With his pawnshop job lost as well, he was virtually penniless when the call came from the Spalding Free Methodists. Their leading light was Mr.Major Shadford, a chemist in the Market Place and an increasingly influential local figure. (It would be interesting to know if Shadford had learned of the young man from a London acquaintance or had come across him by chance preaching in the street.)
Arrived in Spalding, Booth lodged first in Red Lion Street and immediately threw himself into the work. Services were held in the old Assembly Rooms in Broad Street (where the Spalding Club now is, opposite the Herring Lane carpark). But the Spalding circuit was enormous, stretching from Boston to Holbeach Drove, with over 30 Free Methodist groups to serve and organise, mostly on foot, sometimes “sitting down under hedges to rest,” he recalled. “I have tramped many a mile in these Fens, up to the ankles in mud, not knowing sometimes how to get my feet out again without leaving my boots behind me.”
He preached in scattered little chapels, in the open air and in farm kitchens with ceilings so low he could scarce stand upright. The on-going dispute between the Reformers and the Wesleyans meant that it was not always clear who owned a particular chapel. At Sutterton the Reformers were locked out, and “the people had to get in through the window.”
His energy was prodigious. In his first week, for example, he preached in Holbeach (Wednesday), Moulton (Thursday), Weston Hills (Friday), Holbeach again (Sunday morning), Fleet Fen (Sunday afternoon), Holbeach (in the evening), Spalding (Monday) and Donnington (Tuesday).
Much to the concern of his betrothed back in London. Charlotte wrote: “No man can sustain incessant toil … and you must tell them.” And Joseph Ashwell, his next door neighbour when Booth moved to Bridge Street, said, “You couldn’t really hold him. I used to tell him he would kill himself.” To no avail.

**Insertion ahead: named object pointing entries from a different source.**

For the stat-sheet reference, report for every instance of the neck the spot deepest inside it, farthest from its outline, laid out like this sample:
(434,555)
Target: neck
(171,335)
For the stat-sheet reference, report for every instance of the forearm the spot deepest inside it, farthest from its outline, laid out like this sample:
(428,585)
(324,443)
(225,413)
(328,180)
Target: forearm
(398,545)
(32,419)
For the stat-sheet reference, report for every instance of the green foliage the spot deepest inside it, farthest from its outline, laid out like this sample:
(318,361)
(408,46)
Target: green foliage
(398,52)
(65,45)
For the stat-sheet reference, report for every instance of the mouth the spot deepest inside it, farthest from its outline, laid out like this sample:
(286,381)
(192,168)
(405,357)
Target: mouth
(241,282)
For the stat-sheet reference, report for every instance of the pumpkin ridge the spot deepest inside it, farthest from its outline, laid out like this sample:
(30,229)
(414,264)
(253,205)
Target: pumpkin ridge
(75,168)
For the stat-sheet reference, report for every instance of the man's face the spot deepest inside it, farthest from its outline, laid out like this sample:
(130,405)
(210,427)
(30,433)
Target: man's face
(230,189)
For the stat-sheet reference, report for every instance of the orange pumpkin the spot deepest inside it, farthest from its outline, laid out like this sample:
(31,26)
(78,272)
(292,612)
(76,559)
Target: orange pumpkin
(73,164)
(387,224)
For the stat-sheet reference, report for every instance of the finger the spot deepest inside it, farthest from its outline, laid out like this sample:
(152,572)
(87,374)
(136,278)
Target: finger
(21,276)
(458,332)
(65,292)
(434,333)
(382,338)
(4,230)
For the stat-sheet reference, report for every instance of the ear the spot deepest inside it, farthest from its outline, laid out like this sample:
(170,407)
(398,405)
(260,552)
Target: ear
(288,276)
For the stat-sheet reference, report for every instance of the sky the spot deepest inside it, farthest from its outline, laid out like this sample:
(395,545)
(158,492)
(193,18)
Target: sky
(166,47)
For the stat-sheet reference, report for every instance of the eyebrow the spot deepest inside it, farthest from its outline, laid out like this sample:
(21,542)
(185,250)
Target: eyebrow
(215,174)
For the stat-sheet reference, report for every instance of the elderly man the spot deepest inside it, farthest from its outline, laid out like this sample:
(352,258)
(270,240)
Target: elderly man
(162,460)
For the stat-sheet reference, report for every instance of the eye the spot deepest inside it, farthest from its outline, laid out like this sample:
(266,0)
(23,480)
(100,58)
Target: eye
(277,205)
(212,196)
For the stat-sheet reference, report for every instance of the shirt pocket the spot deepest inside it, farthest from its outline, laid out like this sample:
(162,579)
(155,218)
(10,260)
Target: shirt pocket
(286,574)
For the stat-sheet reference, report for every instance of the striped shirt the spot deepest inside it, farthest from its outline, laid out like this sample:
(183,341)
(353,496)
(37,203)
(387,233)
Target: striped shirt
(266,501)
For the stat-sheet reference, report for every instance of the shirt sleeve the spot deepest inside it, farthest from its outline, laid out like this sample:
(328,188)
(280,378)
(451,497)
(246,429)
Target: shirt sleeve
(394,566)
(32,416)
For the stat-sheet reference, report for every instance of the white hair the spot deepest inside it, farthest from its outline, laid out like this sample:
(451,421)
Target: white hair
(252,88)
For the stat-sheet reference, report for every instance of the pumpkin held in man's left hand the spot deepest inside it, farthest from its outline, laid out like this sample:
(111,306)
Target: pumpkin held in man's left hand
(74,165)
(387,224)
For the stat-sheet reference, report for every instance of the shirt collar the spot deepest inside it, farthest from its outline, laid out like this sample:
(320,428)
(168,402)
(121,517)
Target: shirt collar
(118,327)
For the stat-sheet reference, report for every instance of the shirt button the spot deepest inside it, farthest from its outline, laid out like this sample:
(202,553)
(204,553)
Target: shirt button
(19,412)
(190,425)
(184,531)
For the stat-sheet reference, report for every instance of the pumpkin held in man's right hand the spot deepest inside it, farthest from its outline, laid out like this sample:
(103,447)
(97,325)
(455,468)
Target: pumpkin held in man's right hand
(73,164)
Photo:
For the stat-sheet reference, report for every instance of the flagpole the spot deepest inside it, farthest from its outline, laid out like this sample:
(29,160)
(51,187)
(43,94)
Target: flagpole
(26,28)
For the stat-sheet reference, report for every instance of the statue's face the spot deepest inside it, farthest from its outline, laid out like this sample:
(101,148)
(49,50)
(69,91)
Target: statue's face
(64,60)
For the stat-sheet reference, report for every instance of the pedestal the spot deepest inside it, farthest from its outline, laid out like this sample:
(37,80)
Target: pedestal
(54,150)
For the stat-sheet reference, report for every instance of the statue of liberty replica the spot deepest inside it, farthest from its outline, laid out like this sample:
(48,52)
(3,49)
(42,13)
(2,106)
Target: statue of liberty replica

As a Spalding chapel member recalled years later: “When he called at [our]house after his meetings, it was easy to tell by his manner whether those meetings had been successful or not. If they had, he would leap up the steps like a school-boy, humming snatches of some favourite hymn tune.” A successful meeting meant con- versions: 4 after one service in Holbeach, 14 at Donnington, 6 at Swineshead Bridge, 36 at Caistor. “People wept,” he wrote. “Strong men were com- pletely melted down.” Clearly he was a very charis- matic young man indeed. During a ‘tea meeting’ in Spalding, he found himself “almost crushed by the mêlée of young people trying to get close” to him.
When Booth moved back to London in 1854, he left behind him a much strengthened Free Methodist movement in Spalding with the determination to build their own chapel. (Its eventual site was in the Crescent, where the abandoned Royal Mail Sorting Office now stands. This original chapel was replaced in 1879 by the enormous be-pillared United Methodist Free Church with seating for 1100. But with a congregation reduced eventually to 88 members, it was demolished in the 1950s.)
Looking back in old age on his time in Spalding, Booth said: “I was a weak and puny fellow when I went to the Fens …… [but] those long journeys on foot and the splendid hospitality of the Lincolnshire people simply made me.”
It was in 1865 that William Booth created the Salvation Army, and by a happy coincidence the unveiling of our blue plaque by his Great Grandson Colonel; Bramwell Booth on 17 October 2015 also marked the 150th Anniversary of that event.